Ein Boeing-787-9 hat am Flughafen München während des Starts den Boden berührt. Laut der Bundesstelle für Flugunfalluntersuchung wurde der Vorfall am Flughafen München dokumentiert. Die Behörde beschreibt, wie das Flugzeug den Boden berührte und welche Schritte nun folgen. Experten untersuchen den Vorfall, um mögliche Ursachen zu klären. US-amerikanische Stellen sind in die Untersuchung involviert, da Boeing als US-Unternehmen betroffen ist. Die genauen Umstände des Vorfalls werden weiter untersucht, um Sicherheitsmaßnahmen zu überprüfen und ggf. Verbesserungen vorzuschlagen. Die Bundesstelle für Flugunfalluntersuchung hat die Details des Vorfalls veröffentlicht.

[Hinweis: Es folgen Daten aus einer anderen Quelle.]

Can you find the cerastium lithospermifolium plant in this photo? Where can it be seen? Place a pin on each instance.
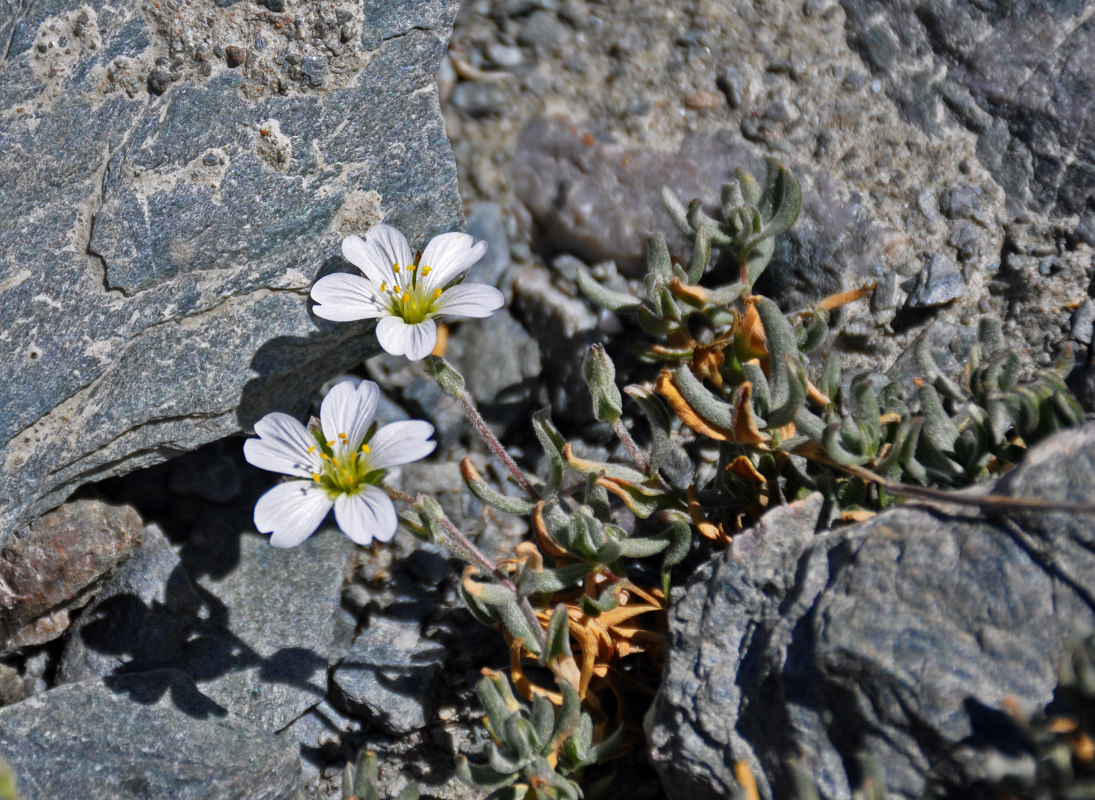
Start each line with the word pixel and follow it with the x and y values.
pixel 584 600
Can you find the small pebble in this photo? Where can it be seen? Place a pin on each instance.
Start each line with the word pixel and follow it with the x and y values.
pixel 704 100
pixel 314 69
pixel 235 56
pixel 477 99
pixel 159 80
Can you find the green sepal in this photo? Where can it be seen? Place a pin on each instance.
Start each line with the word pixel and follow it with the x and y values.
pixel 659 421
pixel 557 646
pixel 550 580
pixel 644 547
pixel 492 497
pixel 658 263
pixel 704 403
pixel 484 777
pixel 599 372
pixel 552 442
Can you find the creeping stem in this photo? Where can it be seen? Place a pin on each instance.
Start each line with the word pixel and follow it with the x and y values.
pixel 467 549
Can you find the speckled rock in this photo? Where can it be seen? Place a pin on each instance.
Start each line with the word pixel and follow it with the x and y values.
pixel 140 619
pixel 908 636
pixel 390 673
pixel 1018 77
pixel 166 210
pixel 599 199
pixel 139 737
pixel 53 567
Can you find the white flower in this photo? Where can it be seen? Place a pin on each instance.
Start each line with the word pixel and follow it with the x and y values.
pixel 341 465
pixel 402 294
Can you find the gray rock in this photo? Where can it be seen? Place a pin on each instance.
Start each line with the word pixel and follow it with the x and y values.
pixel 139 737
pixel 53 567
pixel 908 636
pixel 543 31
pixel 319 733
pixel 479 97
pixel 159 301
pixel 487 222
pixel 599 201
pixel 1018 76
pixel 497 358
pixel 938 282
pixel 140 619
pixel 564 327
pixel 262 639
pixel 390 673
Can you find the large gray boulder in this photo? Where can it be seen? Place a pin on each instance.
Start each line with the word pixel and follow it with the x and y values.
pixel 908 637
pixel 139 737
pixel 174 178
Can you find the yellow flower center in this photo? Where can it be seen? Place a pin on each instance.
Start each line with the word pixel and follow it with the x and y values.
pixel 344 471
pixel 410 302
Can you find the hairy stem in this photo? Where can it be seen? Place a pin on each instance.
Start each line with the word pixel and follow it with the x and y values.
pixel 496 447
pixel 624 436
pixel 457 542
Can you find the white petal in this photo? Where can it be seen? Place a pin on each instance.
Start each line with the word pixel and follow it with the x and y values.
pixel 449 256
pixel 281 447
pixel 348 409
pixel 384 247
pixel 372 263
pixel 401 443
pixel 291 511
pixel 366 516
pixel 346 298
pixel 470 300
pixel 415 341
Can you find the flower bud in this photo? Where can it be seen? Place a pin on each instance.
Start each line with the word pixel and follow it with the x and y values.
pixel 600 378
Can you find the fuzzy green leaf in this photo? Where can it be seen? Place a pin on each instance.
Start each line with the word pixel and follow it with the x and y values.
pixel 619 302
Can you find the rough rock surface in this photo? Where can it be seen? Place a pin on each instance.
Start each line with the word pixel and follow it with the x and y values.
pixel 390 674
pixel 907 637
pixel 175 177
pixel 52 567
pixel 140 737
pixel 1019 79
pixel 599 200
pixel 140 619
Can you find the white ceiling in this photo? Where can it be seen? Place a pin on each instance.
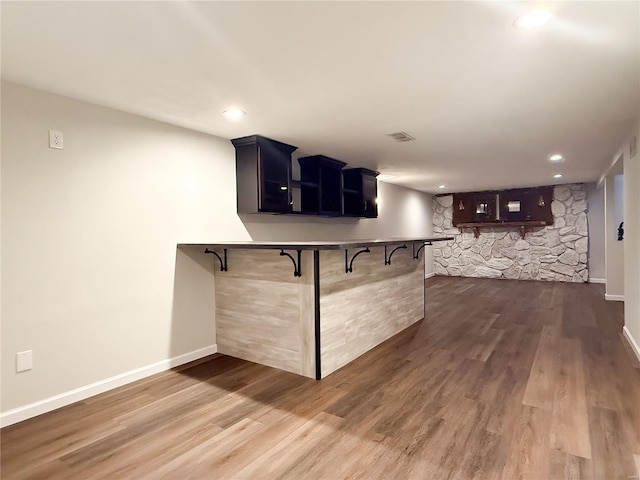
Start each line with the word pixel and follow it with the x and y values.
pixel 486 102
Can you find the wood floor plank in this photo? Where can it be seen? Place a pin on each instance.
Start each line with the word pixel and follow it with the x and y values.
pixel 529 454
pixel 568 467
pixel 570 425
pixel 544 371
pixel 502 379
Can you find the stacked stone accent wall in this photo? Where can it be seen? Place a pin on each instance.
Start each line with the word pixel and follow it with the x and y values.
pixel 556 252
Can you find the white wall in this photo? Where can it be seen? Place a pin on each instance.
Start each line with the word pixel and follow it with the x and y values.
pixel 614 250
pixel 595 216
pixel 92 281
pixel 632 243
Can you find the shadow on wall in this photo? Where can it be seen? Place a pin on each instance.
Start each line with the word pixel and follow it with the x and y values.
pixel 193 311
pixel 264 227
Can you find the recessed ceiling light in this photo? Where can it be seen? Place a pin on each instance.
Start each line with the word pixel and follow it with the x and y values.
pixel 234 113
pixel 386 177
pixel 533 19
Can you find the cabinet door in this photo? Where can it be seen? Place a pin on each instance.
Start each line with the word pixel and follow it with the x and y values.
pixel 370 196
pixel 275 179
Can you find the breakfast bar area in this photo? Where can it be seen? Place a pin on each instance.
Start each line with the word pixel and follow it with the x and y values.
pixel 312 307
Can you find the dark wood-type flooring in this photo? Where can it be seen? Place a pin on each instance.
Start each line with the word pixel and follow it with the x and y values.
pixel 502 380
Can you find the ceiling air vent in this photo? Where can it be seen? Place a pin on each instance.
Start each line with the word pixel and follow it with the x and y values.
pixel 401 137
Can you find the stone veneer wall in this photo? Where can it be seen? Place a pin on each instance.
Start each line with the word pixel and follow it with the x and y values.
pixel 556 252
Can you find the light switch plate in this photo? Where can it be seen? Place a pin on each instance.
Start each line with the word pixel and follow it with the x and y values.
pixel 56 139
pixel 24 361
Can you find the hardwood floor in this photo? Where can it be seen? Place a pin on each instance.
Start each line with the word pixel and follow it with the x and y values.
pixel 502 380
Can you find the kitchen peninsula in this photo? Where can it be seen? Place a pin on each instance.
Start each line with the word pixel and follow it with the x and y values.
pixel 312 307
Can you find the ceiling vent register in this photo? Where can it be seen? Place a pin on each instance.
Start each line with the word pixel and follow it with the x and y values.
pixel 402 137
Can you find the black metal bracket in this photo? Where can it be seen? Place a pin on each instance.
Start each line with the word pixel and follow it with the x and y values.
pixel 387 260
pixel 223 263
pixel 348 265
pixel 416 253
pixel 296 266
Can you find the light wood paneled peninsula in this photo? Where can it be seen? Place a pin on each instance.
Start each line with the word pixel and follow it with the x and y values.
pixel 312 307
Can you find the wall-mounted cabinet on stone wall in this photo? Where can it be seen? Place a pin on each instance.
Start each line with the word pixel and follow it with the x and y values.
pixel 556 252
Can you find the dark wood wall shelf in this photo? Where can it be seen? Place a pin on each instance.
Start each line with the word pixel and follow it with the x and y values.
pixel 523 227
pixel 522 208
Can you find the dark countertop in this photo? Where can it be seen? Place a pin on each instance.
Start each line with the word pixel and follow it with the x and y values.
pixel 318 245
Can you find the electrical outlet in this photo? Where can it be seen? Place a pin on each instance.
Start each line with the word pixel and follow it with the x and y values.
pixel 24 361
pixel 56 139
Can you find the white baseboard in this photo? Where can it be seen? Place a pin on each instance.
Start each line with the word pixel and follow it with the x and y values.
pixel 67 398
pixel 614 298
pixel 632 342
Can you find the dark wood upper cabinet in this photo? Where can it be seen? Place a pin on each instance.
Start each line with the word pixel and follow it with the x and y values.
pixel 360 192
pixel 321 185
pixel 264 183
pixel 263 175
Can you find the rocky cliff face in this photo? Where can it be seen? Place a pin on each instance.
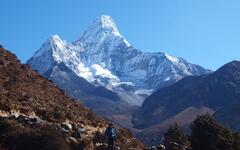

Die Untersuchung wird von unabhängigen Experten durchgeführt, um eine objektive Einschätzung zu gewährleisten. Die Beteiligung der US-Stellen zeigt, dass internationale Kooperation bei solchen Vorfällen von Bedeutung ist. Die genaue Ursache des Bodenkontakts ist noch nicht bekannt. Die Fluggesellschaft und die Flughafenaufsicht arbeiten eng mit den Untersuchern zusammen. Es ist noch keine Information über Schäden oder Verletzungen bekannt. Die Untersuchung wird in den kommenden Wochen fortgeführt.